The FDA's advisory panel on diabetes was divided this past summer on whether to recommend approval of a point of care diabetes testing diagnostic assay. Interestingly, the product at issue – by Avere – was not being scrutinized for problems with less accurate (than traditional lab based testing) results. Avere's point of care results were found to be as accurate as those produced by a lab. It is unclear to me whether this is because Avere offers superior training to its clinical users or because the quality of American lab work has been compromised by severe lab staffing shortages. The larger concern appears to have been mostly with false positives on a diabetes diagnosis. Yet, other countries that routinely use point of care diabetes testing do not report an epidemic of false positives from that testing.
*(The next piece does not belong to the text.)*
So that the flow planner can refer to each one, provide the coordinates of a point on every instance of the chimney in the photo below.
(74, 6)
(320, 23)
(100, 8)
Indeed, in the U.K. there is some evidence that point of care diabetes testing is considered the norm for in-patient settings and of interest in out-patient if the business case can be made for the equipment's use.
In fact, the larger issue is cost. Because it is administered by those clinically trained and not laboratory trained, point of care diabetes testing (depending upon the venue) can be considerably more expensive than lab based testing. But do these cost calculations factor in the cost of those suspected of diabetes, given a lab slip, pointed in the direction of the lab, and who never follow through? Does the cost to their health factor in here? What about the cost to patient health of doctors who never follow up on lab work that is ordered and completed, either through oversight or through lab reporting error?
I have to wonder if the utility and cost of point of care diagnostic diabetes testing is being measured against laboratory testing conducted in some perfect alternative universe none of us actually inhabit.